BINUS Today and the case of online gambling ads.reinhart1010.id – 4 October 2022From https://reinhart1010.id/blog/2022/10/04/binus-today-and-the-case-of-online-gambling-ads. Scan the QR Code to view the article on your device or web browser. |
|
Recently, we have seen that several official websites from:
- Cyber Security Community (CSC)
- Himpunan Mahasiswa Desain Interior (HIMDI)*
- Himpunan Mahasiswa Sistem Informasi (HIMSISFO)
have been hacked and actively posting a bunch of online gambling ads.
These ads do not appear on the affected organizations' home page, as they are neither categorized as "NEWS" nor "ARTICLES". Blog posts not marked as such will make these attacks less visible to be detected, but thanks to our automated team at BINUS Today, we're able to discover this issue.
As a result, some of these posts are starting to fill up inside BINUS Today, and since we currently don't have manual content filtering/blocking/takedown mechanisms inside BINUS Today, these articles will likely to re-emerge into BINUS Today even if we have removed the entry from our database.
We are currently contacting affected Student Organizations of BINUS University to fix and clear these posts, as this issue negatively impacts our PSE compliance standards.

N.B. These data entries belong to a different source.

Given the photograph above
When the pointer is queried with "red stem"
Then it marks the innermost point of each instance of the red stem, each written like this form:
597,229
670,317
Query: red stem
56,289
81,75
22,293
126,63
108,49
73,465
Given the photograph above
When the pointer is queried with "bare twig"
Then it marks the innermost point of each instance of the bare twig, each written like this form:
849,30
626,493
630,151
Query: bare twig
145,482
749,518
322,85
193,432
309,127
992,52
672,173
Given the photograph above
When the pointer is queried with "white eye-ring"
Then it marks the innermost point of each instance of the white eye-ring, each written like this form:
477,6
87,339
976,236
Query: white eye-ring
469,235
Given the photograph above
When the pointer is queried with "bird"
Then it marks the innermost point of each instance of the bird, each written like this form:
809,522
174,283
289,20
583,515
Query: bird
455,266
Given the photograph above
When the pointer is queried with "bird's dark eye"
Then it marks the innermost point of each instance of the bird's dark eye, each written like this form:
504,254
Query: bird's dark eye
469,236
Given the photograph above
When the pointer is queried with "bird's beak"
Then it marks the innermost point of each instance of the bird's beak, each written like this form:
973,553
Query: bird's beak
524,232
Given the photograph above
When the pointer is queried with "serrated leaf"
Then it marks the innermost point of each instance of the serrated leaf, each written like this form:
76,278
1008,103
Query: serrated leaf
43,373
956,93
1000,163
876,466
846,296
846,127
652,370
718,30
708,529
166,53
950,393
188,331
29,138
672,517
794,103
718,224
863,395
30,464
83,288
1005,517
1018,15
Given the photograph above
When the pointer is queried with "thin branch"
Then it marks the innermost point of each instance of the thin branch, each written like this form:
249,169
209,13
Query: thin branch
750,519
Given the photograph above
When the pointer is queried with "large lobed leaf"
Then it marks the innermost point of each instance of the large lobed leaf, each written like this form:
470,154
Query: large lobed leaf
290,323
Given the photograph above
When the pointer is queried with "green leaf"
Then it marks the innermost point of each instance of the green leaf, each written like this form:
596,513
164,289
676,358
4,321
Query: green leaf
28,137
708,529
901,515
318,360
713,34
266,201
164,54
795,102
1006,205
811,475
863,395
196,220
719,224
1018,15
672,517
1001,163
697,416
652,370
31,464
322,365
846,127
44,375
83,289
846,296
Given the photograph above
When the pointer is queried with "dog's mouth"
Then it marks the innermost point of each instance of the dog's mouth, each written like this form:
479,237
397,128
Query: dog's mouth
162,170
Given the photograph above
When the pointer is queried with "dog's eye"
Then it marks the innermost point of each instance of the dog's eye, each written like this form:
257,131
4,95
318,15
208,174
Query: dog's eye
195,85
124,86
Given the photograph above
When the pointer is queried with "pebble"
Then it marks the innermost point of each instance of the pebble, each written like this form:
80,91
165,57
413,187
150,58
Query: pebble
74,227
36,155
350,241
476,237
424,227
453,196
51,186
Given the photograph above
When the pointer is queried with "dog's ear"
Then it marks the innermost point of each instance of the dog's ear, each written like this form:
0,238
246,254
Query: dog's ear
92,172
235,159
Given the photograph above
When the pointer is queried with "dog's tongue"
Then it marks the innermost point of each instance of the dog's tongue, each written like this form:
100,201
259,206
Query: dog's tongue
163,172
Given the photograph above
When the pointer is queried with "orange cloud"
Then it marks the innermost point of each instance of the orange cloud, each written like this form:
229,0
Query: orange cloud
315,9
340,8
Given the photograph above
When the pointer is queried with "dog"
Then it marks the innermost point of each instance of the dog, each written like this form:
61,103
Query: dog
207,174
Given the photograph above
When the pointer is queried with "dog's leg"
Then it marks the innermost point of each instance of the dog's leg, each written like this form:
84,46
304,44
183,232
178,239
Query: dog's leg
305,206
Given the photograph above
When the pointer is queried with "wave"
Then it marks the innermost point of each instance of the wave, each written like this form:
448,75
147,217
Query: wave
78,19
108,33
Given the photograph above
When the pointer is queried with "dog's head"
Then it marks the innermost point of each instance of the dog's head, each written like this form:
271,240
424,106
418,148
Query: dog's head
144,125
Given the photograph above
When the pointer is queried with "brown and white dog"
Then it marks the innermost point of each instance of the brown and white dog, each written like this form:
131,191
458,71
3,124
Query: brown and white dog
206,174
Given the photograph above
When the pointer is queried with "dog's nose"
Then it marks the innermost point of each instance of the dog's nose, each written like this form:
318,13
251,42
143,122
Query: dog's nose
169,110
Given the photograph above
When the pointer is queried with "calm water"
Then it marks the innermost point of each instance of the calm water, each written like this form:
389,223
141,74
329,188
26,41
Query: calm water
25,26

Please stand by and re-visit this page anytime as we will provide real-time updates until all of the affected posts has been cleared from BINUS Today and respective site administrators.
Latest Updates
Update October 3, 2022
All unwanted posts hosted at HIMDI have been removed by HIMDI administrators and hence safe to be cleared from our database.
Update October 4, 2022
- 01:49 AM: We decided to create a deep-cleaning script which removes articles when the source URL is no longer available.
- 04:07 AM: Our initial script test have been successfully run, removing 61 taken-down articles from the latest 2,000 articles and 132 official websites.
- 08:41 AM: We have informed this issue to a publication manager and student organization website coordinator of Student Club and Activity Center (SCAC), BINUS University.
- 09:33 AM: We decided to perform a full scan of 22,000+ articles, which would take approximately 24 hours to finish with rate-limiting features turned on. We will also search and inspect for possible hacking attempts on other BINUS University official websites.
- 12:19 PM: The Cyber Security Community is currently removing affected posts.
- 13:01 PM: We were also informed about the previous attack which includes posting dating (and possibly explicit content) spams into other student organizations: KLIFONARA (photography club) and TFI Student Club.
- 13:55 PM: We have decided to publish our list of removed articles at https://gist.github.com/reinhart1010/78c8f040f7de76fd89dfdf44b902feab.
- 14:04 PM: Our deep-cleaning process has successfully detected 150 taken down posts over the overall course of 5 hours. Some of the removed URLs contain references to dating tips, which supports our given information from SCAC.
- 14:18 PM: A manual check against the CSC website has confirmed the deletion of these posts. We're still waiting for our deep-cleaning process to complete first before removing these articles.
- 17:30 PM: All articles containing the word "casino" have been removed except one from HIMSISFO.
- 🔴 22:11 PM: 216 taken-down articles have been successfully removed from BINUS Today.